Yes, there is now a command that can do that: Explore. But I don't think it exists in Maple 12.

You can change the vertex labels with GraphTheory:-RelabelVertices. The help page ?GraphTheory,GraphDrawingOptions describes how to change the color, border, and font of the vertices. You can change the plot positions of the vertices with GraphTheory:-SetVertexPositions. But I don't think that there's any direct way to print the labels outside the vertex. However, it should be fairly easy to do it indirectly by using GraphTheory:-GetVertexPositions combined with plots:-textplot, GraphTheory:-DrawGraph(..., showlabels= false), and plots:-display.

If your expression containing theta is expr, then do 

diff(subs(theta= theta(t), expr), t);

In other words, theta has been replaced by theta(t), which indicates that theta is a function of t.

Here is a simple closed-form answer that only uses real numbers:

U := n->
   exp(.238022513478555*n)
    * (1.70226106278932*sin(1.91811758317245*n)
       + 1.28091347285205*cos(1.91811758317245*n))
    + 6.71908652714795*exp(.622567261710995*n);

To get exact integer values, apply round.

I am working on an elementary expository derivation of the above formula for you. 

Your initial conditions are wrong. They should be U(-2) = 2, U(-1) =2, U(0) = 2.

What I present here is not the standard straightforward explanation; rather, I think it's the most-compact elementary explanation. Nonetheless, you should be able to find it in any good textbook for a full-year introductory single-variable calculus course.

We'll suppose that a(x) > 0 for all x.
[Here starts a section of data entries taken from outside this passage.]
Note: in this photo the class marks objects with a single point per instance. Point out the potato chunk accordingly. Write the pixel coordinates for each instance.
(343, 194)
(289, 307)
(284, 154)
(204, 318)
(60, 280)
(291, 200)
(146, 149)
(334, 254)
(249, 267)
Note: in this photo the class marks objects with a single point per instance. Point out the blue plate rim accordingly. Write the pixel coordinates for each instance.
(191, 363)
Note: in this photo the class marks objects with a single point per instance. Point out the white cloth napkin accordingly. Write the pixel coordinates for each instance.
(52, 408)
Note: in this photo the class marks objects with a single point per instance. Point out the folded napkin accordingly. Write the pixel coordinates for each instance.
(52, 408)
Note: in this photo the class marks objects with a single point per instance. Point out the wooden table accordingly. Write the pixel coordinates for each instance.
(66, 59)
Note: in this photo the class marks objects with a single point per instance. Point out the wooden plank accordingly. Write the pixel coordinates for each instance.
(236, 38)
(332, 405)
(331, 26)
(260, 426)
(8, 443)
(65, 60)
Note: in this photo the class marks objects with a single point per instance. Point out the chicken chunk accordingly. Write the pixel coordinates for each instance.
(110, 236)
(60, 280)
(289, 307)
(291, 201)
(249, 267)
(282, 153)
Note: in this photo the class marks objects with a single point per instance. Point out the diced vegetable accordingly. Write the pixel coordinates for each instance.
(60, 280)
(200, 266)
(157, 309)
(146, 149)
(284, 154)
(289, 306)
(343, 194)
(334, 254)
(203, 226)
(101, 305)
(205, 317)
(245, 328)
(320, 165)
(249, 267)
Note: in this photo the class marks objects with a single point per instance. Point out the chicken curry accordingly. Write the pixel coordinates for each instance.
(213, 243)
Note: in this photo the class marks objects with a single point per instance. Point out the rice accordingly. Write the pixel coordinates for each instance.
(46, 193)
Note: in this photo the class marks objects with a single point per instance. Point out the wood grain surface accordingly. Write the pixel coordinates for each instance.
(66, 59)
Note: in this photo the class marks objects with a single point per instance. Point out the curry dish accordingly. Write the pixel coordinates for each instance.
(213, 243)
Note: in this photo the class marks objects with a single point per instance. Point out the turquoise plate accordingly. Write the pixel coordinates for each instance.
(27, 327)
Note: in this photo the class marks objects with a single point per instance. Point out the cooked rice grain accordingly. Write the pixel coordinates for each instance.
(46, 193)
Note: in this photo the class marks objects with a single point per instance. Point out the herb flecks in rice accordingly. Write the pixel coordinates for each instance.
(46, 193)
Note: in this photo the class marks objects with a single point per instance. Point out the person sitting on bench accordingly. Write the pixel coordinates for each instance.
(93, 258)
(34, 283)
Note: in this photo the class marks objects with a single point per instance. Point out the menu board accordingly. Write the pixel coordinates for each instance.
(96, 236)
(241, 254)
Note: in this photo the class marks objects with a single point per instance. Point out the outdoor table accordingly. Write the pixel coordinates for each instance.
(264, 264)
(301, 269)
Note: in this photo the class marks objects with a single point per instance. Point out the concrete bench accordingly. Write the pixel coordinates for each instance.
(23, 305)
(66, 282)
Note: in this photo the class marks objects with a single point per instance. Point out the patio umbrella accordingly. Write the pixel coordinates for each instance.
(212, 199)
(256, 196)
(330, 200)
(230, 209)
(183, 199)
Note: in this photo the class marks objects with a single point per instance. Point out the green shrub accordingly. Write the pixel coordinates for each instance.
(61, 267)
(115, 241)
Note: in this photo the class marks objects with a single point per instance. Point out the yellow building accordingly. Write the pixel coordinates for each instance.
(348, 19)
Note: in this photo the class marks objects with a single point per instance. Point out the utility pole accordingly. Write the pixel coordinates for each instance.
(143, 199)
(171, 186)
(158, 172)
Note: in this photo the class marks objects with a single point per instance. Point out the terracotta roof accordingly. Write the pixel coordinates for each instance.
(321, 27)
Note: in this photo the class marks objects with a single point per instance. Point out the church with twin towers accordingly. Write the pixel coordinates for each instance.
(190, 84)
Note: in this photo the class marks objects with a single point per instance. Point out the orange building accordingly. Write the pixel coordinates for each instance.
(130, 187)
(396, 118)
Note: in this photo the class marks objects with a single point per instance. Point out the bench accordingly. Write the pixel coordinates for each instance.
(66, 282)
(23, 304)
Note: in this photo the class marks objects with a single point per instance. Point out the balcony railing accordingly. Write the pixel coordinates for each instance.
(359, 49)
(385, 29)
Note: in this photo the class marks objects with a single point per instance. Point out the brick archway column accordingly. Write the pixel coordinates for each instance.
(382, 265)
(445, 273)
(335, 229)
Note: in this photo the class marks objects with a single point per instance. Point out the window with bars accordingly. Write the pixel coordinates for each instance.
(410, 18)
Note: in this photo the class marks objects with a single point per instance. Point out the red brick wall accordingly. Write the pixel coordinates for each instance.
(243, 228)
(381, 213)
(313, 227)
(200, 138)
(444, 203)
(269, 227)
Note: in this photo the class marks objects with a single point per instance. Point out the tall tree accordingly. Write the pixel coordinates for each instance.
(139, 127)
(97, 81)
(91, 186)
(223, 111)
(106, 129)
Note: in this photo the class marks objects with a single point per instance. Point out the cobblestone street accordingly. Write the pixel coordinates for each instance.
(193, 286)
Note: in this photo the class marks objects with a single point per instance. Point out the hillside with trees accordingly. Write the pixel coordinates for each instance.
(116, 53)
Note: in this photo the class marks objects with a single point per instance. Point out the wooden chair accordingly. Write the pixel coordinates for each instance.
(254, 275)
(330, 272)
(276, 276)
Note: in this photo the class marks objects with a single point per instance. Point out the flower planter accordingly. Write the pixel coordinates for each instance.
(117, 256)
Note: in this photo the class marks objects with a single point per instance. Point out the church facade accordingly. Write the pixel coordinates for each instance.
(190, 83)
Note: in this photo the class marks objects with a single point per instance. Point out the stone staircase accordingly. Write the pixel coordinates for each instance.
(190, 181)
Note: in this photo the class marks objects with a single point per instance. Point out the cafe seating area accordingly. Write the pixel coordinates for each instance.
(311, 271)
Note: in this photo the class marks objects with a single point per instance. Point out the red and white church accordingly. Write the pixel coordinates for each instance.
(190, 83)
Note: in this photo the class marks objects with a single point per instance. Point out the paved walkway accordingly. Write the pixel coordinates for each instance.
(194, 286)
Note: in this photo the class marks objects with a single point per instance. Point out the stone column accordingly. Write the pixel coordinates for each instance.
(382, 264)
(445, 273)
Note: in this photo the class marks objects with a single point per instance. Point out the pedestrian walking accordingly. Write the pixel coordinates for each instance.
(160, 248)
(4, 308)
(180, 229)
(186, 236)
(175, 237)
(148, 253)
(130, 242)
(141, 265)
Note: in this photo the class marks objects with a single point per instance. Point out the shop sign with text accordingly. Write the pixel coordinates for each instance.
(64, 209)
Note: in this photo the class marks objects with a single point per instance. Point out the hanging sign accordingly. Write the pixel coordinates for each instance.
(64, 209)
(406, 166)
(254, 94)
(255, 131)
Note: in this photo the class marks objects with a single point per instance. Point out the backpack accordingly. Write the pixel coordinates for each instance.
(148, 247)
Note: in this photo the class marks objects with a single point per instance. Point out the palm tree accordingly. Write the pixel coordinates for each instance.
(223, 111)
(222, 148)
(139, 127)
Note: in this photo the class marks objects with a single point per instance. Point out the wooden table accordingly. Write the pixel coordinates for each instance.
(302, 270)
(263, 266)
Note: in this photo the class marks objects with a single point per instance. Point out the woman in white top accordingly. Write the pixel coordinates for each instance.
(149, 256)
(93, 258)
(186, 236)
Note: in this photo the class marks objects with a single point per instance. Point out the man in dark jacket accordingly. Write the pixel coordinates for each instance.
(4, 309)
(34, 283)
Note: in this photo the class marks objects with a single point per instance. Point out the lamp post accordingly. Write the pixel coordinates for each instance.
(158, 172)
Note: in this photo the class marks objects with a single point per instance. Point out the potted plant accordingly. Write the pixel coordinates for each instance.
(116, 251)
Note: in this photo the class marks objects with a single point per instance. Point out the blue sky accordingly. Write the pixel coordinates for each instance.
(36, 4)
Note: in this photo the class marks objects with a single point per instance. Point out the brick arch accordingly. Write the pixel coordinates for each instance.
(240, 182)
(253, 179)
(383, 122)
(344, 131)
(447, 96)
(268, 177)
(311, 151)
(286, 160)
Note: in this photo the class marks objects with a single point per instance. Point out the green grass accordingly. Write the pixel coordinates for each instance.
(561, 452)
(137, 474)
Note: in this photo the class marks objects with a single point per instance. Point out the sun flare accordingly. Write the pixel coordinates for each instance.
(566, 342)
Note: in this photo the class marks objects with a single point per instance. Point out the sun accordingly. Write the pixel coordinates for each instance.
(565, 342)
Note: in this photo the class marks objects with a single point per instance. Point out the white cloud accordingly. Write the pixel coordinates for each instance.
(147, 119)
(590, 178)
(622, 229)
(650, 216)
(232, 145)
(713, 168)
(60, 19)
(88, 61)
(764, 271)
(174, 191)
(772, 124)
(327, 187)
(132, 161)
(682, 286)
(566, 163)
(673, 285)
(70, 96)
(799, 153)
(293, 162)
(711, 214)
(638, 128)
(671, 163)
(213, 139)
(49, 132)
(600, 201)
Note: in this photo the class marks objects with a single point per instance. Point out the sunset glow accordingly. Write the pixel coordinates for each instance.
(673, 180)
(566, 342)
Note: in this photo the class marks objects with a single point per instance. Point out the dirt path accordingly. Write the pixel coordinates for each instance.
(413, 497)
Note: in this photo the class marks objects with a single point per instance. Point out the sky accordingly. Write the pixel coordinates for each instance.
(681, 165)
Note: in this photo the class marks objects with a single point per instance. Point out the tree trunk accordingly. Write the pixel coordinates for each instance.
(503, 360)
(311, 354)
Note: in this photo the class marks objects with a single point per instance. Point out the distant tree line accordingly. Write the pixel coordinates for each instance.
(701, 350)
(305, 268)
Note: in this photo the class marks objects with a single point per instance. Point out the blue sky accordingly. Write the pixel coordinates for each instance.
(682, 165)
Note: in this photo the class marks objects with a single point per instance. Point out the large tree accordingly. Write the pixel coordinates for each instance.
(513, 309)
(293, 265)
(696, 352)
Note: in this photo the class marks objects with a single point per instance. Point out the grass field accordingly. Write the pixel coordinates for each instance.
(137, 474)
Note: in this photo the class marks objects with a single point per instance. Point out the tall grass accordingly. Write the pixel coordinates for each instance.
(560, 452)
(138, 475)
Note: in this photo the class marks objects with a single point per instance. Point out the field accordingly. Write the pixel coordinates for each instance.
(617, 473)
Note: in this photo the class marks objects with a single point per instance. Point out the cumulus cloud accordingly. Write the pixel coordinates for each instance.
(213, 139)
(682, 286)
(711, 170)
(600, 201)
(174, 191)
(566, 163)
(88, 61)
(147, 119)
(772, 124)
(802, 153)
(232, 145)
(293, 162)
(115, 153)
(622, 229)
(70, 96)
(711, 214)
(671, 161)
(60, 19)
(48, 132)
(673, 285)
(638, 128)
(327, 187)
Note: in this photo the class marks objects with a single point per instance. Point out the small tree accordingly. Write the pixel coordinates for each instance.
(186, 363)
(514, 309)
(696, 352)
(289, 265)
This is only done pedagogically to avoid imaginary numbers; it's not mathematically necessary.

Let y(x) = a(x)^b(x)  =>   ln(y(x)) = b(x)*ln(a(x)) . Differentiate both sides wrt x:

y'(x)/y(x) = b'(x)*ln(a(x)) + b(x)*a'(x)/a(x)  =>  y'(x) = y(x)*(b'(x)*ln(a(x)) + b(x)*a'(x)/a(x))  

=>  y'(x) = a(x)^b(x)*(b'(x)*ln(a(x)) + b(x)*a'(x)/a(x)). Now, rewrite "prime" notation as "diff" notation and you'll have what you posted.

A list of lists, all having the same number of elements, is called a listlist in Maple-lingo. It's a primitive form of matrix, and it's often a useful substitute for an official Matrix. If A is a listlist, then its transpose is

`[]`~(A[])

Thus, what you want to do can be done by

A:= [[0, 1, 2, 3, 4, 5], [0, 2, 4, 6, 8, 10]]:
writedata(test, `[]`~(A[]), integer);
0	0
1	2
2	4
3	6
4	8
5	10

I don't build web pages, so I've never done this, but I suspect that you could embed a Maple Player  , which is a freely redistributable app whose main purpose is allowing those who don't own Maple to view your worksheets.

Maple can solve nonlinear ODE BVPs both symbolically and numerically. It can solve linear ODE IVPs by Laplace transforms, but not nonlinear ones.

Please post an example BVP of the type that you work with and state whether you want a symbolic or numeric solution.